A equipe, ainda durante a estadia na Suécia, foi sondada por uma empresa europeia que tem trabalhos sociais na África. Organizações brasileiras e o sistema carcerário também demonstraram interesse no produto e, com isso, o grupo decidiu abrir processo de patente do protótipo.

"O próprio Unicef [Fundo das Nações Unidas para a Infância] nos mandou mensagem para uma parceria", afirma a professora Flávia.

Até a conquista no exterior, as alunas passaram por uma série de desafios: muitas tentativas e erros em seu experimento, além da falta de um laboratório e de equipamentos básicos para trabalhar, como prensa e o aparelho para fazer os testes mecânicos dos filmes.

Para substituir o algodão que reveste a parte interna do absorvente, elas tentaram usar sabugo de milho e casca de arroz.

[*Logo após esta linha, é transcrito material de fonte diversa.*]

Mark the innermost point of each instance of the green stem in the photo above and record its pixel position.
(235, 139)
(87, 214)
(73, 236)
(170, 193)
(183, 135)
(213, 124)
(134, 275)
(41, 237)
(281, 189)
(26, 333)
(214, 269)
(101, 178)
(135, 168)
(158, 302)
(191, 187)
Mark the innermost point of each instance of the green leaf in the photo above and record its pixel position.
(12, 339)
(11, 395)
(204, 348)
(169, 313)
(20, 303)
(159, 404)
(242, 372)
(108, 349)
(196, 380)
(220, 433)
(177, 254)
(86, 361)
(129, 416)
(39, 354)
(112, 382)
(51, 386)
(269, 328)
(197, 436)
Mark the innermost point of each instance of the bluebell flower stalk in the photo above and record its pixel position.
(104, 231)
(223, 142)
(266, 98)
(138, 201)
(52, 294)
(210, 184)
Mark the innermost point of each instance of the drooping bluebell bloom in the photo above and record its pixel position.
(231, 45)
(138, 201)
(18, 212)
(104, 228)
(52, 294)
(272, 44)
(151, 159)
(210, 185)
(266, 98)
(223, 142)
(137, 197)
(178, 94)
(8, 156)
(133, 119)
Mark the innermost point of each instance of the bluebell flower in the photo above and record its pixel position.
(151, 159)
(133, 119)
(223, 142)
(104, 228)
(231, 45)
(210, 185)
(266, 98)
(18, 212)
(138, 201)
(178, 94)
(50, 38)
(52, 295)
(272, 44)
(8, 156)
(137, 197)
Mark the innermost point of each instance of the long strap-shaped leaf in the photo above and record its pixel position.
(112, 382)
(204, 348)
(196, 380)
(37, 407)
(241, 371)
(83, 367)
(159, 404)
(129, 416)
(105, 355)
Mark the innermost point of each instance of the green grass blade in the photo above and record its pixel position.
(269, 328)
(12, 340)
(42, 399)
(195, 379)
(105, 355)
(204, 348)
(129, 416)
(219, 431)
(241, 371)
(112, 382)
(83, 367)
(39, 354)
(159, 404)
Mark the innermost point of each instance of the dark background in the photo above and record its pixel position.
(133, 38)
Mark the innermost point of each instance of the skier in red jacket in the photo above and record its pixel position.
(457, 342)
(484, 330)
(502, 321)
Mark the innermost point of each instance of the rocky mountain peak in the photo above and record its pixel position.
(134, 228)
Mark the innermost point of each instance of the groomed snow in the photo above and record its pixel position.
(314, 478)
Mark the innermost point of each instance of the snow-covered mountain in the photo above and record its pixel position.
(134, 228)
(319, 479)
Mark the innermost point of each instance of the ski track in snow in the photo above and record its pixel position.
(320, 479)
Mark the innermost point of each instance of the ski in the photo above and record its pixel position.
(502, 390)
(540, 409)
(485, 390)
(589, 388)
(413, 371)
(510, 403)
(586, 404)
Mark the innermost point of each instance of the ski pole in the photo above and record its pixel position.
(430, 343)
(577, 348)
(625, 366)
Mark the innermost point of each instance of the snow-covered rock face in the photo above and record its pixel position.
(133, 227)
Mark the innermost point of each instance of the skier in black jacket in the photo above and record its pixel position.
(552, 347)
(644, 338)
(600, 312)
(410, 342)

"Mas esses não foram materiais tão bons e tão absorvente quanto o algodão. Ficamos, então, com as fibras do pseudocaule da bananeira, que se mostraram ser capaz de absorver 17% mais que o absorvente convencional", afirma a professora.

Para extrair essa fibra que substitui o algodão, elas precisaram improvisar, na falta do equipamento adequado. "Então veio a ideia de literalmente atropelar o insumo com a roda do meu carro como se fosse uma prensa", afirma a orientadora.
Apesar da importância social do absorvente sustentável, as três brasileiras não tinham expectativa de ganhar o prêmio na Suécia. Elas já haviam passado pela etapa nacional, no Rio de Janeiro, e foram as escolhidas para representar o Brasil em Estocolmo, onde concorreram com outros 35 países.

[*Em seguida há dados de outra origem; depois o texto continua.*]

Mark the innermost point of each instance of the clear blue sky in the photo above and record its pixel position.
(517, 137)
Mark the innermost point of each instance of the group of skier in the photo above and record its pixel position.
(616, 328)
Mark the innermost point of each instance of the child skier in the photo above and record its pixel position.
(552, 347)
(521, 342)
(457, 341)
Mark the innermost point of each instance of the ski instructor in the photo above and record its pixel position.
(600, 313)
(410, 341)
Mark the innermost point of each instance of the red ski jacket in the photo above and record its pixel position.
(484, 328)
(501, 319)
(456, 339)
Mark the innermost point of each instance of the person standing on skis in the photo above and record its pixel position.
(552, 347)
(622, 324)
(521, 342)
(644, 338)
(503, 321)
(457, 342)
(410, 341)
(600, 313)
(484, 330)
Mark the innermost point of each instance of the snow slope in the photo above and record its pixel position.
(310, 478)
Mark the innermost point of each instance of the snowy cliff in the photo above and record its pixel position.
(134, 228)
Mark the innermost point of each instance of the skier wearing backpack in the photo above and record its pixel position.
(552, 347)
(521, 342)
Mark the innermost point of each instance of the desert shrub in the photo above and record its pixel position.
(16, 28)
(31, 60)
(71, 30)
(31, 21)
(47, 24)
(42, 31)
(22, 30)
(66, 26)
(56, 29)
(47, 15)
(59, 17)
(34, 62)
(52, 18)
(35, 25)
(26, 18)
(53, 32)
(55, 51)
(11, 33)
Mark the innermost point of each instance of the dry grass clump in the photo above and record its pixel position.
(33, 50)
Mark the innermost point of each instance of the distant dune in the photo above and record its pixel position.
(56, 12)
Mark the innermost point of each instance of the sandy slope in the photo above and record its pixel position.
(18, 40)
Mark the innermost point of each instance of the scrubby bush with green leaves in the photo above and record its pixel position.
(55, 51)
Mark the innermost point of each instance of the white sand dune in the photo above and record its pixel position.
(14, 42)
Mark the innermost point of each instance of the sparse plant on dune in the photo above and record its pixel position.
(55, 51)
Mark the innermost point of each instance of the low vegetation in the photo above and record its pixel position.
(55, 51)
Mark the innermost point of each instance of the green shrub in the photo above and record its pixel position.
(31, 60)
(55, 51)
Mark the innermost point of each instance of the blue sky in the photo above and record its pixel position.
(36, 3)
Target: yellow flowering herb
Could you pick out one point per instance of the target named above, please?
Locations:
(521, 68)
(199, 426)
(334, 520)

"Foi muito inusitado [vencer]. Quando fizemos a inscrição, não imaginávamos que nosso projeto estava tão relacionado com a água. Havia trabalhos como tratamento de fluentes, por exemplo, que pareciam mais prováveis de vencer", afirma Laura.

A aluna lembra, ainda, um encontro especial que teve em Estocolmo. "Conhecemos a princesa Vitória da Suécia [primeira na linha de sucessão ao trono sueco], patrona do prêmio."

Para a professora Flávia, o prêmio expõe a relevância do ensino público. "Mostramos que o Brasil também produz bom conhecimento e que as meninas podem fazer ciência, inclusive na educação básica e em uma escola pública."

As estudantes esperam ter seu produto no mercado em, no máximo, cinco anos. "Que o SustainPads chegue a um custo bom e acessível às consumidoras no mundo inteiro para reduzir a pobreza menstrual", afirma Camily. 

No Brasil, mais de 4 milhões de mulheres não têm acesso a itens mínimos de cuidados menstruais nas escolas, de acordo com dados da Unicef. Isso inclui falta de acesso a absorventes e instalações básicas nas instituições de ensino, como banheiros e sabonetes.

Em março, o governo estadual de São Paulo afirma ter repassado R$ 35 milhões para o Programa Dignidade Íntima, que distribui absorventes nas escolas da rede como forma de combate à pobreza menstrual, com destaque para alunas em situação de vulnerabilidade.

Na mesma época, após polêmica do veto do presidente Jair Bolsonaro, foi promulgada a Lei 14.214/2021, que cria o Programa de Proteção e Promoção da Saúde Menstrual. A norma determina que estudantes dos ensinos fundamental e médio, mulheres em situação de vulnerabilidade e presidiárias recebam absorventes para sua higiene pessoal gratuitamente.